“Well, if we don’t expect to get something for nothing, I think we ought to add it. Adding $4000 will make the returns from the farm $15,118, leaving $18,276 to add to the interest-bearing debt. Last year this debt was $84,404. Add this year’s deficit, and we have $102,680. A good deal of money, Polly, but I showed you well over $100,000 in assets,—at our own price, to be sure, but not far wrong.”
“Will you ever have to increase the debt?”
“I think not. I believe we shall reduce it a little next year, and each year thereafter. But, supposing it only pays expenses, how can you put on as much style on the interest of $100,000 anywhere else as you can here? It can’t be done. When the fruit comes in and this factory is running full time, it will earn well on toward $25,000 a year, and it will not cost over $14,000 to run it, interest and all. It won’t take long at that rate to wipe out the interest-bearing debt. You’ll be rich, Polly, before you’re ten years older.”
“You are rich now, in imagination and expectation, Mr. Headman, but I’ll bank with you for a while longer. But what’s the use of charging the farm with interest when you credit it with our keeping?”

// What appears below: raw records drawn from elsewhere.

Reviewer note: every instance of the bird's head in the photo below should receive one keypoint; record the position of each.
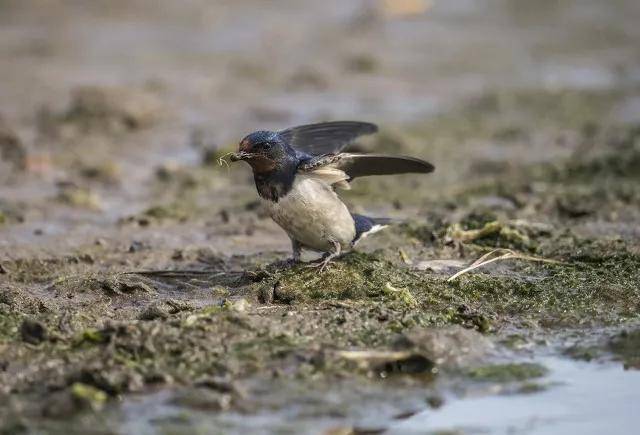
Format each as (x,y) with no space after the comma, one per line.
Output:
(263,150)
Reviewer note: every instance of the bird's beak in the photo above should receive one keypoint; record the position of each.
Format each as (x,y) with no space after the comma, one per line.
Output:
(241,155)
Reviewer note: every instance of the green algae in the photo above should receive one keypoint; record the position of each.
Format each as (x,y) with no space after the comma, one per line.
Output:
(512,372)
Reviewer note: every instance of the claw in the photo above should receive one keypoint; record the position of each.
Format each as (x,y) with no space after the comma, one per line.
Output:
(321,265)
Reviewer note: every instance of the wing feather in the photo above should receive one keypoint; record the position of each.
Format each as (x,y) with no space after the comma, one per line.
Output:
(360,165)
(326,137)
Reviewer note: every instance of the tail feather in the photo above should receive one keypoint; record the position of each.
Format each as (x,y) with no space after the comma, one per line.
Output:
(366,225)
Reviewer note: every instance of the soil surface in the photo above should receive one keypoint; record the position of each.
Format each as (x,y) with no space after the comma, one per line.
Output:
(143,289)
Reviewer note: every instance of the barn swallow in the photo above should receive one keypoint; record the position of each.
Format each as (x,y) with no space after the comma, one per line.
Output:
(296,172)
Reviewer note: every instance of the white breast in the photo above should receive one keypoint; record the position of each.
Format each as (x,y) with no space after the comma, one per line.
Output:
(313,214)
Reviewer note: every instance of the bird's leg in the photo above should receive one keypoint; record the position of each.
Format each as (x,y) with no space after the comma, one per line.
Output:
(326,259)
(296,249)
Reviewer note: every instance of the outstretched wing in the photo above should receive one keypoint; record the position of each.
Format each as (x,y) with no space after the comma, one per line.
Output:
(360,165)
(325,137)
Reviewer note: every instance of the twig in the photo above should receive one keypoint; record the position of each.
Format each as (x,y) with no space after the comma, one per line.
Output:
(507,254)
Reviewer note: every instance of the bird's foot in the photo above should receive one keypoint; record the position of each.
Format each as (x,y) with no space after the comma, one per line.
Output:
(321,265)
(286,264)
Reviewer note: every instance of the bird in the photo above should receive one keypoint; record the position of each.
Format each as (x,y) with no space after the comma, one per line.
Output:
(297,171)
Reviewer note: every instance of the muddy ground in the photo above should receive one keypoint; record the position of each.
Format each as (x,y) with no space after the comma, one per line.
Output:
(141,285)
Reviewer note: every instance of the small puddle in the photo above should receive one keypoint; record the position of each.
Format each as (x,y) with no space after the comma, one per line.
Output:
(584,398)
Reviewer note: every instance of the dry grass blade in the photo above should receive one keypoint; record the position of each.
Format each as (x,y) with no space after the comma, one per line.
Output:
(222,160)
(504,254)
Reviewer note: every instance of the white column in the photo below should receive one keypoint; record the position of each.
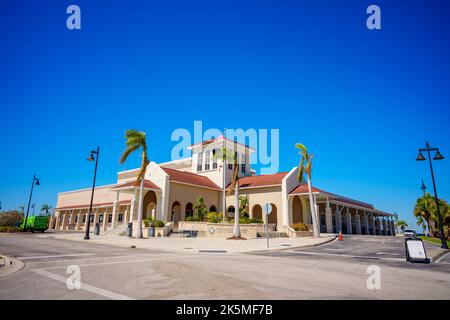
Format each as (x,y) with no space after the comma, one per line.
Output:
(105,219)
(72,218)
(134,206)
(385,229)
(64,224)
(58,218)
(372,222)
(349,222)
(329,217)
(338,219)
(86,221)
(357,223)
(366,222)
(79,217)
(95,217)
(115,212)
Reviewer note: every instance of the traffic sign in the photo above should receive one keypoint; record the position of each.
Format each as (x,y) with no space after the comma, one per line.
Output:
(415,251)
(267,208)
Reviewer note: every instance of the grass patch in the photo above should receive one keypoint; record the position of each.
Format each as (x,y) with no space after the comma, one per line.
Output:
(434,240)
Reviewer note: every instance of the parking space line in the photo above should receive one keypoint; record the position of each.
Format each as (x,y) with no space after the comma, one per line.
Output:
(56,256)
(346,255)
(120,262)
(91,259)
(84,286)
(442,257)
(388,253)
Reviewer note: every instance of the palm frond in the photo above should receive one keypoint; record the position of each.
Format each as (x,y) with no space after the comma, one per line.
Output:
(127,152)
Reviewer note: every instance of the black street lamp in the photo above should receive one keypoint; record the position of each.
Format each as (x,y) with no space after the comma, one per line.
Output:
(423,187)
(437,156)
(33,183)
(92,158)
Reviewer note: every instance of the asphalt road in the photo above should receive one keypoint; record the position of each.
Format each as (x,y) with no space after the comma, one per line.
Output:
(338,270)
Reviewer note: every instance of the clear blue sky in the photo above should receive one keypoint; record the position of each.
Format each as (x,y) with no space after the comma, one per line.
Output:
(362,101)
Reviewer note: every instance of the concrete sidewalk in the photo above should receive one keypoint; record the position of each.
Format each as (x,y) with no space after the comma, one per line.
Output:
(196,244)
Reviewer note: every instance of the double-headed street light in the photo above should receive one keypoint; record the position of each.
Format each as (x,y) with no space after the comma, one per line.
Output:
(33,183)
(437,156)
(92,158)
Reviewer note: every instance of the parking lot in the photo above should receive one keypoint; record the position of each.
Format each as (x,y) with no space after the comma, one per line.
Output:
(337,270)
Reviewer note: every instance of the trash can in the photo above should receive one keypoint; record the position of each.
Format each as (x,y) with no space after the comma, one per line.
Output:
(151,231)
(130,229)
(97,229)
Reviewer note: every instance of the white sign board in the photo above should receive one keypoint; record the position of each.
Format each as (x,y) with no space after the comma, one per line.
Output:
(416,250)
(267,208)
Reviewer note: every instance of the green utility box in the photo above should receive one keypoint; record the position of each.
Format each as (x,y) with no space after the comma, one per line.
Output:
(36,223)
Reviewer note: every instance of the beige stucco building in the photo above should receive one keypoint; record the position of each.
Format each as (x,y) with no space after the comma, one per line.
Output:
(171,190)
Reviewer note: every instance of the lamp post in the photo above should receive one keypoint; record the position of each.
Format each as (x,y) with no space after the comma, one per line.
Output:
(92,158)
(33,183)
(437,156)
(423,187)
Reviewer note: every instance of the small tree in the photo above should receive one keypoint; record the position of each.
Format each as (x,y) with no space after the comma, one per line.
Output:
(46,208)
(200,209)
(305,168)
(243,207)
(402,224)
(11,218)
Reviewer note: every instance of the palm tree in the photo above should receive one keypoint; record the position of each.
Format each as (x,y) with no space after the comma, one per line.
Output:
(425,210)
(402,224)
(200,208)
(45,207)
(135,140)
(305,167)
(243,206)
(234,187)
(225,155)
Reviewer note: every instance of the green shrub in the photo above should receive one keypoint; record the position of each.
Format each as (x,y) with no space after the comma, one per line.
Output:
(300,226)
(147,222)
(214,217)
(158,223)
(10,218)
(10,229)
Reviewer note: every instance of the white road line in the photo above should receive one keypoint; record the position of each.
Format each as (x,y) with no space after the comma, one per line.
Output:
(388,254)
(84,286)
(74,261)
(120,262)
(345,255)
(57,256)
(442,257)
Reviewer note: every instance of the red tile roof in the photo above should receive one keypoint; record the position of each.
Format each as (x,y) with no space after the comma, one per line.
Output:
(190,178)
(83,206)
(303,188)
(147,184)
(220,138)
(262,180)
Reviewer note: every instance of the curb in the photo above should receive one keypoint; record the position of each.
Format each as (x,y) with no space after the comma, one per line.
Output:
(11,265)
(332,238)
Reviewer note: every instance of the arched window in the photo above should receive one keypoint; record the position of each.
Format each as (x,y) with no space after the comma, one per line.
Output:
(189,210)
(230,211)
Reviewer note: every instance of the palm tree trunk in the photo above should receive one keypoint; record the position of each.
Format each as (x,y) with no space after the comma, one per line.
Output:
(236,229)
(313,210)
(140,210)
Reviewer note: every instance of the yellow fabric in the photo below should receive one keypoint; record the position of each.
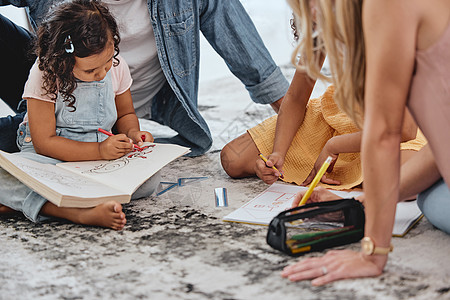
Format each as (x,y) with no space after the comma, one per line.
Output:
(322,121)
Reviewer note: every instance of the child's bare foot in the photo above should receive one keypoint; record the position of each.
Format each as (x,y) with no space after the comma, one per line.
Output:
(107,214)
(6,210)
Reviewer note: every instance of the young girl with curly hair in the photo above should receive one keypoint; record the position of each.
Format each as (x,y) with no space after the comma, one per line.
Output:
(78,84)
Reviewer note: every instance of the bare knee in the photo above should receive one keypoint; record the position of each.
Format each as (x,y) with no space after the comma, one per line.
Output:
(238,157)
(229,162)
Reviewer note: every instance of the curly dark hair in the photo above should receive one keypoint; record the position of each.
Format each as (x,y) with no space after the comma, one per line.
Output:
(90,25)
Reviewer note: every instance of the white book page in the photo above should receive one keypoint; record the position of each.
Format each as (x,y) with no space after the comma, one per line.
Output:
(57,179)
(277,198)
(130,171)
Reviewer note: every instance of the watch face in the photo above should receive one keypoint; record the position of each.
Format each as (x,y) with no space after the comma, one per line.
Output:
(367,246)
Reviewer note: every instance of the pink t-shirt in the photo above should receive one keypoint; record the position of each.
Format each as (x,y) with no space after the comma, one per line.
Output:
(120,75)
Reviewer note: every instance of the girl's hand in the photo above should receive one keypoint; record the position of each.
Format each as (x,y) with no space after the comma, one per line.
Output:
(265,171)
(320,160)
(335,265)
(139,137)
(319,194)
(115,146)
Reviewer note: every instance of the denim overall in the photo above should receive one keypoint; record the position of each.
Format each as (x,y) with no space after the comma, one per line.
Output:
(95,108)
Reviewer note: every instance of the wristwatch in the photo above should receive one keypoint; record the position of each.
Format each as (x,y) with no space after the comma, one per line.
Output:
(368,247)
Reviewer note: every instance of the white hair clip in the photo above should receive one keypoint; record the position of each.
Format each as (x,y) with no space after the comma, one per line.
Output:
(68,45)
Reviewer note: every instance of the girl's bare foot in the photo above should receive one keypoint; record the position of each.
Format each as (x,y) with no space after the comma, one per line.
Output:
(107,214)
(6,210)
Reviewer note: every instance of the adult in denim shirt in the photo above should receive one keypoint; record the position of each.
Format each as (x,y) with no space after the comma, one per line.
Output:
(176,26)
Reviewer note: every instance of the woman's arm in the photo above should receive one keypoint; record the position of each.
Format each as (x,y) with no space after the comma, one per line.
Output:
(41,120)
(390,29)
(290,117)
(351,143)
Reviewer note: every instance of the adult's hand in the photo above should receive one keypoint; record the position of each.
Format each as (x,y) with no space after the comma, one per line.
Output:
(335,265)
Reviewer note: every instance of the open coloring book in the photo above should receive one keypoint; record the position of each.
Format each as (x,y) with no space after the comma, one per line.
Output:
(278,197)
(89,183)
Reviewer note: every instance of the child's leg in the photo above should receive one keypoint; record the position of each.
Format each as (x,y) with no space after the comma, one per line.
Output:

“There isn’t much reason in that, Polly. It’s about as broad as it is long. I simply like to keep books in that way. We charge the farm with a little more than $4000 interest, and we credit it with just $4000 for our food and shelter. We’ll keep on in this way because I like it.”
CHAPTER LIII
THE MILK MACHINE
In opening the year 1898 I was faced by a larger business proposition than I had originally planned. When I undertook the experiment of a factory farm, I placed the limit of capital to be invested at about $60,000. Now I found that I had exceeded that amount by a good many thousand dollars, and I knew that the end was not yet. The factory was not complete, and it would be several years before it would be at its best in output. While it had cost me more than was originally contemplated, and while there was yet more money to be spent, there was still no reason for discouragement. Indeed, I felt so certain of ultimate profits that I was ready to put as much into it as could possibly be used to advantage.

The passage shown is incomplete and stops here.